De manière générale, l'Union européenne apporte une importante aide financière à de nombreux projets, comme la construction ou la réhabilitation d'infrastructures (routes, aéroports, ports), d'établissements scolaires, universitaires ou de recherche, ou encore de santé (hôpitaux).

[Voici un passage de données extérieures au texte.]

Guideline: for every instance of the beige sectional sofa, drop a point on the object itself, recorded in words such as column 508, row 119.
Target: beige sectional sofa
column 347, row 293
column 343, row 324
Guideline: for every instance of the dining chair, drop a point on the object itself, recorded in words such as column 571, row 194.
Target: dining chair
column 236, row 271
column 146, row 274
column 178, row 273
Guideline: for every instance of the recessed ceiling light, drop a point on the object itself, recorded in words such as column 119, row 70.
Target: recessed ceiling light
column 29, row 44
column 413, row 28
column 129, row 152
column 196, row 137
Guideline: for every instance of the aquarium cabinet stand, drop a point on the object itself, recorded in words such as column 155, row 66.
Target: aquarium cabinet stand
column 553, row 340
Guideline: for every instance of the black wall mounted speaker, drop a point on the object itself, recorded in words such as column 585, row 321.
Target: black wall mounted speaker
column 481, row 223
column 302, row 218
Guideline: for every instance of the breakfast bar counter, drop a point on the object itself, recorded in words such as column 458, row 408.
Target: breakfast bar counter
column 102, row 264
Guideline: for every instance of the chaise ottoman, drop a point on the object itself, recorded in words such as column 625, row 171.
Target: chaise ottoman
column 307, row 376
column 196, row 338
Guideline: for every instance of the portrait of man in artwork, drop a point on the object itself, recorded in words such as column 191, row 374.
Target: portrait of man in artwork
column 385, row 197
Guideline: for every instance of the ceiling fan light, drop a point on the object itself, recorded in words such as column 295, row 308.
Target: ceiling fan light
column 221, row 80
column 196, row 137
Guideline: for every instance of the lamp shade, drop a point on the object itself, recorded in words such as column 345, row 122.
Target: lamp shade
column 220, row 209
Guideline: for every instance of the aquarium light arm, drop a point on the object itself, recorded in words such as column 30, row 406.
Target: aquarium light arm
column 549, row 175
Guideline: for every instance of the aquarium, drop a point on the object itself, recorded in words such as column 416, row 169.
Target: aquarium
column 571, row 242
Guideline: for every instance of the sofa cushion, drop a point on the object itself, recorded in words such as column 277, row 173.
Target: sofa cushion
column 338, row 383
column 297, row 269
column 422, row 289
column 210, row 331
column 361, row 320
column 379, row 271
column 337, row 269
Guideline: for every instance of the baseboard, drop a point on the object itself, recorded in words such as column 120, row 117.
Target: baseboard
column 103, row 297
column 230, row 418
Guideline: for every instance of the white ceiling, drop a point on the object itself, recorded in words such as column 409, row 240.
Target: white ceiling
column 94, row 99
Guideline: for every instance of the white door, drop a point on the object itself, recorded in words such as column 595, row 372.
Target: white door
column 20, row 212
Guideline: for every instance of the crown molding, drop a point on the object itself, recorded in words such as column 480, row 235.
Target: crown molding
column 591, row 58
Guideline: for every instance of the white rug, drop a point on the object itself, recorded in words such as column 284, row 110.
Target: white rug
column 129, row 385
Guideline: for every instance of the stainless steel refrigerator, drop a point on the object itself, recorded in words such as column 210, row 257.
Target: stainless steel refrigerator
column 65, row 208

Au total, les sept régions ultrapériphériques bénéficient de 7,8 milliards d'euros de fonds communautaires pour la période 2007-2013, et parmi elles les 4 départements d'outre-mer de plus de 3 milliards d'euros, soit près du quart de l'enveloppe destinée à la France (14,3 milliards d'euros pour la période 2007-2013) au titre de la politique régionale, car ce sont les seules régions françaises éligibles à l'objectif 1.

Cela illustre toute l'importance des futures négociations sur la politique régionale et le budget communautaire dans le cadre des prochaines perspectives financières pour la période après 2014.